Rumi is present all through the book through his quotations and Ali’s immersion in his philosophy of humanism. “Rumi was the essence of Islam, and yet belonged to every possible faith from every part of the world.” His devotion to the Sufi idea of the need for a master and his fascination for the poetry of Amir Khusrau further kindled his interest in Rumi whom he would read in English translation like a religious text, getting inspiration from him on a daily basis. His short film Rumi in the Land of Khusrau is further testimony of his love for the philosophy of humanism.

There are euphemistic references to politicians in the book.

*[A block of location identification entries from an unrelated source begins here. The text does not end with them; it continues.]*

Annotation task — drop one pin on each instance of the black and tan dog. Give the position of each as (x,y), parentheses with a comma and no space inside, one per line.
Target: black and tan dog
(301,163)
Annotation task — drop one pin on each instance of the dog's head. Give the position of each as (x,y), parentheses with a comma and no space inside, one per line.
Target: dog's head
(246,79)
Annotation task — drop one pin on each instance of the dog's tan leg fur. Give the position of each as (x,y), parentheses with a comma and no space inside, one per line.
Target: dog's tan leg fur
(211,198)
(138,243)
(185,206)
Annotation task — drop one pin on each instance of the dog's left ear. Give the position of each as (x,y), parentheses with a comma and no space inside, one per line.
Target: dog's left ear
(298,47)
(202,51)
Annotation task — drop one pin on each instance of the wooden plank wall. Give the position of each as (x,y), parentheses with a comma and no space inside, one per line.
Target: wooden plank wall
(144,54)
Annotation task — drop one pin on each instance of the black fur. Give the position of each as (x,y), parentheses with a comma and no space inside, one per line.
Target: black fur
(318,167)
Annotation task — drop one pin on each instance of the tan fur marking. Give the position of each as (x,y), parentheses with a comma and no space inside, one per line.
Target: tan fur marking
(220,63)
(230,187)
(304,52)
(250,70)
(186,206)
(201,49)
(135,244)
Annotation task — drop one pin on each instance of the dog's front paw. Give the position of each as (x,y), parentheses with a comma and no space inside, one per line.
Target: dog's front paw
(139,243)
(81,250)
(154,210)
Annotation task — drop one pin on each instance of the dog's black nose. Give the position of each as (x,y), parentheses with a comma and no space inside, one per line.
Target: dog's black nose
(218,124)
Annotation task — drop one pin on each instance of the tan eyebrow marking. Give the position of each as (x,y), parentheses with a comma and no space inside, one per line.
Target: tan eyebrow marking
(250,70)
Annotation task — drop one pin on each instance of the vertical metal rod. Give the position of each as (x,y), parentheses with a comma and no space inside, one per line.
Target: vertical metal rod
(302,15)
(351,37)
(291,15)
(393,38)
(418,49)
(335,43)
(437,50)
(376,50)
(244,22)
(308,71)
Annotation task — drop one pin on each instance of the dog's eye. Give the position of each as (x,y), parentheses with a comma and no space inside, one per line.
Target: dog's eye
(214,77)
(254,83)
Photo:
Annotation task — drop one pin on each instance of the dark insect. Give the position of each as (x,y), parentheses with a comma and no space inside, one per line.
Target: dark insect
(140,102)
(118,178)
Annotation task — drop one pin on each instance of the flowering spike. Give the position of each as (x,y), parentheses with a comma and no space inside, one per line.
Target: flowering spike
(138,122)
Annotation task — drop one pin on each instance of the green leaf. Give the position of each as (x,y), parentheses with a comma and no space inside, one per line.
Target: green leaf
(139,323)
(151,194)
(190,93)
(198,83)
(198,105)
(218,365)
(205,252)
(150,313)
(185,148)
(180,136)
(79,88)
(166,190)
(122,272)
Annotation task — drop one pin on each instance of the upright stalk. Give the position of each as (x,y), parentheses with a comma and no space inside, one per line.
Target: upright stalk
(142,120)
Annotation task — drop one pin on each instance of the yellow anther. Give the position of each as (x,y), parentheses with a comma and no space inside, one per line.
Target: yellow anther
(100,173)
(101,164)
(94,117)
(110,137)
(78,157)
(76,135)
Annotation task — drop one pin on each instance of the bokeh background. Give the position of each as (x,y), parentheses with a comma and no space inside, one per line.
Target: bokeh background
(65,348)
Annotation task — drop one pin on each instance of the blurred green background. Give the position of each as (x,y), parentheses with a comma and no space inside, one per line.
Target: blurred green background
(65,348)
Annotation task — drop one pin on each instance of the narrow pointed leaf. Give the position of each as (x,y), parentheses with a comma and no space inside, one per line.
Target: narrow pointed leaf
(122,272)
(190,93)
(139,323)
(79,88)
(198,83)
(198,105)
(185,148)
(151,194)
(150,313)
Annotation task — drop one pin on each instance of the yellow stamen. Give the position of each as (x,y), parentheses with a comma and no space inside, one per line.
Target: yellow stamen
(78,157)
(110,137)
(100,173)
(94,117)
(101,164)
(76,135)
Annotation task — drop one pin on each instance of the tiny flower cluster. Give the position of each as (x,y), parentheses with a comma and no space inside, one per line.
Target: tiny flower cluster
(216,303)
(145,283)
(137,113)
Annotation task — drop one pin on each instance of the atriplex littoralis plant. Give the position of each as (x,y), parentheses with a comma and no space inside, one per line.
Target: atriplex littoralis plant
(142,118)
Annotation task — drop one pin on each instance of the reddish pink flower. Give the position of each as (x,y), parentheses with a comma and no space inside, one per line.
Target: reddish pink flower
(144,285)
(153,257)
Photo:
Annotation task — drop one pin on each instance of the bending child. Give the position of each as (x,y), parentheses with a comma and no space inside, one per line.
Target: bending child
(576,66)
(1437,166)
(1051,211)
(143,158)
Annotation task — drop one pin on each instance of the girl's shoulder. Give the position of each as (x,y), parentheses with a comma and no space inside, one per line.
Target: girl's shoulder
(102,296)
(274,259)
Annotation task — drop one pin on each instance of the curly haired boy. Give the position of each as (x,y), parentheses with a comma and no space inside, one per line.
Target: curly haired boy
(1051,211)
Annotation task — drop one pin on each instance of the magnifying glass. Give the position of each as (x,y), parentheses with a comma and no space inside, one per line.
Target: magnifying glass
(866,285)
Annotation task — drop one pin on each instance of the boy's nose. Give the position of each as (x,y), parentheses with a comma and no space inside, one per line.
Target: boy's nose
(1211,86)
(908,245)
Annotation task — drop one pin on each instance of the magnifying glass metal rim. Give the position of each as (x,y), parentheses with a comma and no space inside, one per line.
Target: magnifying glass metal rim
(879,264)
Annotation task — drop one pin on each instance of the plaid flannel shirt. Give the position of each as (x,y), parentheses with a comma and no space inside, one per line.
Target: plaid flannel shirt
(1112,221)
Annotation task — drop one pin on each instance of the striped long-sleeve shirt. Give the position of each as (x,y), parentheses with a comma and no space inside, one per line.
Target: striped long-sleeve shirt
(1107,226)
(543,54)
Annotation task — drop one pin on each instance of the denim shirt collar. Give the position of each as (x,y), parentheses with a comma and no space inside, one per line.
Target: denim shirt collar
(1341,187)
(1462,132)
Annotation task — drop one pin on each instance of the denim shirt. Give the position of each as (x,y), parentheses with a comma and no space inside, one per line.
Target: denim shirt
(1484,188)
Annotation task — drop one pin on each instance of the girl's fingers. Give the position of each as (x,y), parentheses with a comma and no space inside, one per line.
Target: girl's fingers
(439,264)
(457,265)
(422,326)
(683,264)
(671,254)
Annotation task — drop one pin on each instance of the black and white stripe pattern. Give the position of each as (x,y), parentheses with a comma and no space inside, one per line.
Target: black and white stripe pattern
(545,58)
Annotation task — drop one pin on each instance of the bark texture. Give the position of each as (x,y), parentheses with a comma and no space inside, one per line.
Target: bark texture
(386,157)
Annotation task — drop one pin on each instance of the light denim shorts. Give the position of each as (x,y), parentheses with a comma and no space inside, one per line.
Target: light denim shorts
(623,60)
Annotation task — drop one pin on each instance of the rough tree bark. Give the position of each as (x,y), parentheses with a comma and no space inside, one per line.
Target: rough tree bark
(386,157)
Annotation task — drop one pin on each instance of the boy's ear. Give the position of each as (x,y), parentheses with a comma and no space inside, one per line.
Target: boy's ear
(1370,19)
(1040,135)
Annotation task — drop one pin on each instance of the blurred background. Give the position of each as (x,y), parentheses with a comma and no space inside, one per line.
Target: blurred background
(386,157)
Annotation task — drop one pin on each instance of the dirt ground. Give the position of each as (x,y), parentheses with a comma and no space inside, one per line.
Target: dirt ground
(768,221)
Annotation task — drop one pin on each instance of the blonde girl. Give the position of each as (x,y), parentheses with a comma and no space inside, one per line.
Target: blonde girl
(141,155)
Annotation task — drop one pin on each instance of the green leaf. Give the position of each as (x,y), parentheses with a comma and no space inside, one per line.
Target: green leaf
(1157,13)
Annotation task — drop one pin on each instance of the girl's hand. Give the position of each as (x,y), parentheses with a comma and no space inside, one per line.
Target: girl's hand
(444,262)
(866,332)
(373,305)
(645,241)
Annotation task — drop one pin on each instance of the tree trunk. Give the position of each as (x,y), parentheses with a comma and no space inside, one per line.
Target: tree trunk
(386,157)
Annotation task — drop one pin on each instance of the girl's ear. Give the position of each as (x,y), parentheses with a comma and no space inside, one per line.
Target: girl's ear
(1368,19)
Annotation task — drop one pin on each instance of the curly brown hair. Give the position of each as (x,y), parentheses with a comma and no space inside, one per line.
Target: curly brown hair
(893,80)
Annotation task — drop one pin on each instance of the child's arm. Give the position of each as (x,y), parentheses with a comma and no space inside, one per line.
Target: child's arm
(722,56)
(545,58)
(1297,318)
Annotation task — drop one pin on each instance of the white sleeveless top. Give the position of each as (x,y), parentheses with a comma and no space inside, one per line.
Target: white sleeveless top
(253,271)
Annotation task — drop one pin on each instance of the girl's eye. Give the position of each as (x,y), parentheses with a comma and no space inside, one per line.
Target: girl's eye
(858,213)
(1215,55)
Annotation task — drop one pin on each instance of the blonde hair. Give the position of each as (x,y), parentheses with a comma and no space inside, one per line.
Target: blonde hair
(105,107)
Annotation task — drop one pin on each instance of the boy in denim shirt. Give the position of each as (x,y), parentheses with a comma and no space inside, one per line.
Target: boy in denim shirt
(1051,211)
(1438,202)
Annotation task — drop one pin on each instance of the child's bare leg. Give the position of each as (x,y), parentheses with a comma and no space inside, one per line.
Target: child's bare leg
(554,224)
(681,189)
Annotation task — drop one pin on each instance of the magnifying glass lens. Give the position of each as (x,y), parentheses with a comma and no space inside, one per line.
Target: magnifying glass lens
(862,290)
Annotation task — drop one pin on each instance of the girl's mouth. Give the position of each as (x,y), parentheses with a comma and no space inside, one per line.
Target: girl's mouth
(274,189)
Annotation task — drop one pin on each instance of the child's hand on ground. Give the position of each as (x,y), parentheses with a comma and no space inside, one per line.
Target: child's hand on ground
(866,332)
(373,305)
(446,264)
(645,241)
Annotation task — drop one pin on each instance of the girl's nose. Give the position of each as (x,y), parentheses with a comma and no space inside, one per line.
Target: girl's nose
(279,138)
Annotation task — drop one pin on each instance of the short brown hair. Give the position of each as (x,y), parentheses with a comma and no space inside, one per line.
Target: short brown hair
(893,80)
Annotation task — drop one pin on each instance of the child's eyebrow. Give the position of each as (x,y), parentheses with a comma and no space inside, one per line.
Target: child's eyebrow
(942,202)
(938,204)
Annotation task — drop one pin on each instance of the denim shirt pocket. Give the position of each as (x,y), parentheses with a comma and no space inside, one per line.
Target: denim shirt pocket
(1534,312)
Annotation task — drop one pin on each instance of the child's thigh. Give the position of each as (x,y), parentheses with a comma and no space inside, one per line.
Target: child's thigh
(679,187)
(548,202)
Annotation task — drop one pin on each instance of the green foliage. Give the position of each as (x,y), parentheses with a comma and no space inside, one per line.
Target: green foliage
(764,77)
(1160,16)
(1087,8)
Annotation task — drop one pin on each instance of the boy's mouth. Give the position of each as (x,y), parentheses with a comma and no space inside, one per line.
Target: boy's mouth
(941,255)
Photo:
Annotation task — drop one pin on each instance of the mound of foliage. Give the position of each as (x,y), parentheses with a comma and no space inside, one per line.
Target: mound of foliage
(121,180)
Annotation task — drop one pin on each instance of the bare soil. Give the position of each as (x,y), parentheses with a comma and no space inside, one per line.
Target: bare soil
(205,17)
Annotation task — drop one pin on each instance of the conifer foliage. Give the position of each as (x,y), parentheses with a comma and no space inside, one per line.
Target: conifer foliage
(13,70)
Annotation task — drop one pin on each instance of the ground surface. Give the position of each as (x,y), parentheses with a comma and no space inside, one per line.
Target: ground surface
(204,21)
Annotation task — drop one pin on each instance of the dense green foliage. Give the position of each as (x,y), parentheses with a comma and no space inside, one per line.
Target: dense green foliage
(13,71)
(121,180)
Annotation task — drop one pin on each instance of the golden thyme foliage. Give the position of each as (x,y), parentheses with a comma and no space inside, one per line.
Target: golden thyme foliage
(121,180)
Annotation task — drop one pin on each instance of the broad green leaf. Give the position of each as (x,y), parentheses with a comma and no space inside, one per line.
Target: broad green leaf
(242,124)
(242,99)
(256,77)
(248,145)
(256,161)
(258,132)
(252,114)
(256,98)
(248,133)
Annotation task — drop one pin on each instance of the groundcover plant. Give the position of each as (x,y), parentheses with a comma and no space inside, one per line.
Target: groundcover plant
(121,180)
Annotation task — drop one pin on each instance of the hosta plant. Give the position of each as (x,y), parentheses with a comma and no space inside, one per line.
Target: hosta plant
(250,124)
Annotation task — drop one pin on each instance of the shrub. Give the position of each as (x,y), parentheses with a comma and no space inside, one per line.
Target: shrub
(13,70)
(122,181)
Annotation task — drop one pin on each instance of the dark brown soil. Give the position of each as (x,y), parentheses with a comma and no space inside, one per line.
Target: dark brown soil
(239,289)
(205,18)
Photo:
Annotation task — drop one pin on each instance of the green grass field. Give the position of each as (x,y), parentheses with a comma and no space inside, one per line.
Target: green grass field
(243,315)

Mulayam Singh Yadav, Ali’s leader briefly, could not match the “maverick machinations” of Amar Singh “maybe he was having too good a time to care.” Ali decided to contest elections from Lucknow after a member of parliament had him removed from his reserved berth in Lucknow Mail.

He also takes a dig at Atal Bihari Vajpayee when he refers to Vajpayee’s praise of his speech at a seminar on the demolition of Babri Masjid: “I so wished people understood what they said, meant what they did.” He often saw Vajpayee at the New Delhi station “dressed in his usual shalwar kurta, a dress which was abused as being Pakistani after December 6, 1992. At many places in the book there is a lament for the loss of Ganga-Jamuni tahzeeb.

Ali hopes his autobiography will “highlight the finer, vulnerable, intangible aspects of Lucknow.” Zikr has done that and more.

Zikr: In the Light and Shade of Time, Muzaffar Ali, Penguin India.


Mohammad Asim Siddiqui is professor in the Department of English at Aligarh Muslim University.